Given the rapid progress that the AI field has experienced in recent years, it is worth wondering how close we are to those sci-fi dreams of enhancing our cognitive abilities, particularly when Neuralink’s Elon Musk has been saying that its BMIs will “enable someone with paralysis to use a smartphone with their mind faster than someone using thumbs”, and Synchron announced last July that its FDA‑authorized Stentrode system had been implanted in the trial’s first participant at Mount Sinai West hospital in New York City.
Indeed, popular AI models such as GPT-3, DALL-E 2, PaLM, or Flamingo, are becoming extremely good at specific tasks, such as natural language writing, language understanding, or creating images from descriptions. It is reasonable to expect that the machine learning models underlying BMI devices will eventually become really good at interpreting the brain’s electrical activity with enough data and computing power.
But will they? Is this ML-driven brute force approach giving us any insight as to how the human brain works, so that we can even consider reading someone’s memory? To effectively ‘plug into’ a human brain’s memory Matrix-style, we would need to understand how our brains store information and how it can be read and written. As powerful and versatile as deep learning models are, it is highly debatable whether they would be able to fully understand the inner workings of the human brain by simply listening to electrical activity.

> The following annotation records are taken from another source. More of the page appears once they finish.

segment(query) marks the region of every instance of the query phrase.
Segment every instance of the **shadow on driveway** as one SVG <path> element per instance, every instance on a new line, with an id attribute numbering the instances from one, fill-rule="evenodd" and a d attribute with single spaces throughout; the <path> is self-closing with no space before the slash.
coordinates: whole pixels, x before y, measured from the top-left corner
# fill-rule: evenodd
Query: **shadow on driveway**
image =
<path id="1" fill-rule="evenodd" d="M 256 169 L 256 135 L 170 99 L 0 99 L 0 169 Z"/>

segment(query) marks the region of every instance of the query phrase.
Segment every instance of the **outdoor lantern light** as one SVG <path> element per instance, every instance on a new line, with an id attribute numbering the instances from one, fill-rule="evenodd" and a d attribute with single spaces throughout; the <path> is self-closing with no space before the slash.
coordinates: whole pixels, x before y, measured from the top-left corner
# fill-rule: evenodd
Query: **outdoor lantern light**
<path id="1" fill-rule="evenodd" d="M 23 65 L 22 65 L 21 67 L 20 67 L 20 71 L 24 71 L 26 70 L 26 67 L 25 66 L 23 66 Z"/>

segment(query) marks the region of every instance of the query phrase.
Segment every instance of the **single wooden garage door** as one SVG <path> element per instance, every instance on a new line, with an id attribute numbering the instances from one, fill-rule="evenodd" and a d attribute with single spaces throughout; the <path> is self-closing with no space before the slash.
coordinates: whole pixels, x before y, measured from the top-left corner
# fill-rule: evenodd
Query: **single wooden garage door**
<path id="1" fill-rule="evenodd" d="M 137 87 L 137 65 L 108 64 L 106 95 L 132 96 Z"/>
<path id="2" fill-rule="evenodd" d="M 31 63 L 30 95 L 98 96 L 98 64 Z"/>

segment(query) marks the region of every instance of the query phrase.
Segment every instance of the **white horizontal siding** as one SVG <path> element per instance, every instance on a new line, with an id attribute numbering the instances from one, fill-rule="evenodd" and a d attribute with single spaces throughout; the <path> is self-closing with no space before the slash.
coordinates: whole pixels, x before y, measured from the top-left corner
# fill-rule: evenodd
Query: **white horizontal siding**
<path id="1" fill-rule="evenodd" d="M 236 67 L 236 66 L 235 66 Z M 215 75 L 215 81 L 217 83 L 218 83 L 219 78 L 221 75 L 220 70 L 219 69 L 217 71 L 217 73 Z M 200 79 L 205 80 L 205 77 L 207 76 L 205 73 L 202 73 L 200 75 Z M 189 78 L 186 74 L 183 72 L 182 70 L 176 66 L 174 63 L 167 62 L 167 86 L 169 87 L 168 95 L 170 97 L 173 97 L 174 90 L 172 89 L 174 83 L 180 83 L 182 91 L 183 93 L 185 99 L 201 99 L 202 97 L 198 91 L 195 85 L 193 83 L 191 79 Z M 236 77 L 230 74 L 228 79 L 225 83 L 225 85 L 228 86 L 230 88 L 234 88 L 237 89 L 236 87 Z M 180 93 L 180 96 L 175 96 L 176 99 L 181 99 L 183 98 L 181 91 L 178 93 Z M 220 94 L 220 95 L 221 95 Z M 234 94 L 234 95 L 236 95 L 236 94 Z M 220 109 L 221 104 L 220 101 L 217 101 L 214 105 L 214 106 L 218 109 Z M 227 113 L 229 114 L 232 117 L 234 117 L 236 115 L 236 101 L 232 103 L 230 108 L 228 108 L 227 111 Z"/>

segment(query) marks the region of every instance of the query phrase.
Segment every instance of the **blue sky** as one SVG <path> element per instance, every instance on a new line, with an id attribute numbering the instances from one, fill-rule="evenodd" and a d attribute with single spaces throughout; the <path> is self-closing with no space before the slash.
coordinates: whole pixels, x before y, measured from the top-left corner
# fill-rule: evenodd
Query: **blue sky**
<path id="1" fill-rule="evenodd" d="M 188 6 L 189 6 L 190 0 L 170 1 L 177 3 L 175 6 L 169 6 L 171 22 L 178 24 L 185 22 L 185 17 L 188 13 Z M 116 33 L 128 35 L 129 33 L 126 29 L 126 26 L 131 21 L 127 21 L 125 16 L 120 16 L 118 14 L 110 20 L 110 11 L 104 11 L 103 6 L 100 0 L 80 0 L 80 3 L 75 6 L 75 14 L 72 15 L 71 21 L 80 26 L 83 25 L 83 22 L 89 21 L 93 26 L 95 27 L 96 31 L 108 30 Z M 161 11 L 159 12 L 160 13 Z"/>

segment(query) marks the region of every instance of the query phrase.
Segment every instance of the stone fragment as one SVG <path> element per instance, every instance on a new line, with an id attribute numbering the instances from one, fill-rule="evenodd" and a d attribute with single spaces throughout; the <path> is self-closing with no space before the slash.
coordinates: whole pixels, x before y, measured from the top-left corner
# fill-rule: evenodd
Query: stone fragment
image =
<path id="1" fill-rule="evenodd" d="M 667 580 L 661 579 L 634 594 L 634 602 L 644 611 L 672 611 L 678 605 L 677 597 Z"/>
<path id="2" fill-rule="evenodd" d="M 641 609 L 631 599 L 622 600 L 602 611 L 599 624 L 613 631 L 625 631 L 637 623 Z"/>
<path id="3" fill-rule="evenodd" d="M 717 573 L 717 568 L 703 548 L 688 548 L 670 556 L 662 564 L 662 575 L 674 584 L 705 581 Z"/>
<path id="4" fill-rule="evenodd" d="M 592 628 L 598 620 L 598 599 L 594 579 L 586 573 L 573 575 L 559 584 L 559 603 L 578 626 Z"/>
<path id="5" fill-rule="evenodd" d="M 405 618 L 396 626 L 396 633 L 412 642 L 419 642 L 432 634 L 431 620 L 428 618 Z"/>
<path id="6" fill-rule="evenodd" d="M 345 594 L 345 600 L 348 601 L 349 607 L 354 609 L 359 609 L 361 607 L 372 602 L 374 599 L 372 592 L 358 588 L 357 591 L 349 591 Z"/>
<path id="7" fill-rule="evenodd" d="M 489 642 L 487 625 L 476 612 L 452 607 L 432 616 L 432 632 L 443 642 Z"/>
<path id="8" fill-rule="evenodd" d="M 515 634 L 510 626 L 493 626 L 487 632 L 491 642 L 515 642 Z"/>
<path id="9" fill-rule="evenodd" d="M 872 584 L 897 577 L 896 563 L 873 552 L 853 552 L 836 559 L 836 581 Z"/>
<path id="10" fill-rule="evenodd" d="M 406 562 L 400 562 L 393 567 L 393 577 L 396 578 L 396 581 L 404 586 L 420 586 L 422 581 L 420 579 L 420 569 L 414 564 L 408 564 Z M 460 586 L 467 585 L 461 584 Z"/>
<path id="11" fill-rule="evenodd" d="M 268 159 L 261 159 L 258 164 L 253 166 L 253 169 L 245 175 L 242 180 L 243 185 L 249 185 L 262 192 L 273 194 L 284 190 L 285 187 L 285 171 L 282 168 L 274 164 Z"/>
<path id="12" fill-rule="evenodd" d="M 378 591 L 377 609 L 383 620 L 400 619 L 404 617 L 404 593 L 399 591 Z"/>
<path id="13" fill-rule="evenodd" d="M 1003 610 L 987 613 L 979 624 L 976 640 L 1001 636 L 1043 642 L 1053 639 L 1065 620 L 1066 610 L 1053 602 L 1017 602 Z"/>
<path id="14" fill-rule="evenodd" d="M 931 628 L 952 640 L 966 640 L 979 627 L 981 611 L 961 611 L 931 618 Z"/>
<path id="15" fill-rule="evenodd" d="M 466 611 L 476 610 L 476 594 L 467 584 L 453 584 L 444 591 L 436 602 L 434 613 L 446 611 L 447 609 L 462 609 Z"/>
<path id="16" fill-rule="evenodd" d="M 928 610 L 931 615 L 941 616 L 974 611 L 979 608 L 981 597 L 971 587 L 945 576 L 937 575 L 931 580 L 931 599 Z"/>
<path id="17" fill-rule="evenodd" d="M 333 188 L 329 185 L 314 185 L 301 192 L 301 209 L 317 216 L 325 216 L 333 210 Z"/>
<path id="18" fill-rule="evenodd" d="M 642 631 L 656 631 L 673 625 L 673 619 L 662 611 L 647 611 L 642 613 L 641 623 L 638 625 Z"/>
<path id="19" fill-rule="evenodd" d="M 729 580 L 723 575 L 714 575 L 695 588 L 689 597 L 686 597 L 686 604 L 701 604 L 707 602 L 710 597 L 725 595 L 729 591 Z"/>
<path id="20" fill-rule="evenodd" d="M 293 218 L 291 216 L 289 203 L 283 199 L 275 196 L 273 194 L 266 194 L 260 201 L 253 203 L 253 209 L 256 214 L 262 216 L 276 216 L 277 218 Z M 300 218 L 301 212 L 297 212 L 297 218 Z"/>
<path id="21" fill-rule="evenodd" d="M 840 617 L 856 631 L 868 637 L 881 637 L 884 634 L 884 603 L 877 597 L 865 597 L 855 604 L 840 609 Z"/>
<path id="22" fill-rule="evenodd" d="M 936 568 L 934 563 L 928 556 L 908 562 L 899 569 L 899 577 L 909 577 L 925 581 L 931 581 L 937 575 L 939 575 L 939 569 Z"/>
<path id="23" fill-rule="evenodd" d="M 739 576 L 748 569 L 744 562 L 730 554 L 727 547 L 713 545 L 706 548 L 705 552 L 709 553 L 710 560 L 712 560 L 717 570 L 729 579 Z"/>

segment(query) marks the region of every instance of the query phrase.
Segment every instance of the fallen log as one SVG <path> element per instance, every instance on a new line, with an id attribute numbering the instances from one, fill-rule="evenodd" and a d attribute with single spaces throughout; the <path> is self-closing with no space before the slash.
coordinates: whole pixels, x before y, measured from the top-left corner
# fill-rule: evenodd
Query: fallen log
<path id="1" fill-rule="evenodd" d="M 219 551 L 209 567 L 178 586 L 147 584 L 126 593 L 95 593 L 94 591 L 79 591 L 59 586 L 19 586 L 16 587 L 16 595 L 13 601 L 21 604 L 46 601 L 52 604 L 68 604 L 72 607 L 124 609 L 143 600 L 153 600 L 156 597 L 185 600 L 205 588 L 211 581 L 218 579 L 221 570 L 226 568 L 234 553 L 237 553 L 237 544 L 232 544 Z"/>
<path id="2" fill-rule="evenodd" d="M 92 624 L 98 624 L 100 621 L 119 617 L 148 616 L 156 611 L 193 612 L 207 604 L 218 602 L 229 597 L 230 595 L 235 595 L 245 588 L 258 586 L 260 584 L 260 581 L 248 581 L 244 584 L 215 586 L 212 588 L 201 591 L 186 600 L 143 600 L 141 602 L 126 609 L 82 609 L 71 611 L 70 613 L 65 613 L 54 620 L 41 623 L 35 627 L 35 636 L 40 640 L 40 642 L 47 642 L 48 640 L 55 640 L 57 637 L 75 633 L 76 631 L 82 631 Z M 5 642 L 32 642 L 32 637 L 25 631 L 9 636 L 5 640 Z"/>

In terms of traditional computers, an ML model taking as input the electrical signals coming out of a computer towards a laser printer could probably ‘learn’ to interpret the signals and figure out how to map each signal to a character of the alphabet.
However, it is difficult to see how that ML model would figure out how the computer software is designed, the original document stored in the computer hard drive, and less so how to modify the document. In summary, BMIs are a very exciting development that has been catalyzed by the recent improvement in AI algorithms and available hardware. In the near term, they are likely to improve the quality of life for patients with devastating cognitive and/or motor conditions. However, in understanding how the brain works, the research is closer to alchemy than chemistry and will likely require decades of multi-disciplinary collaboration between medical doctors and computer scientists.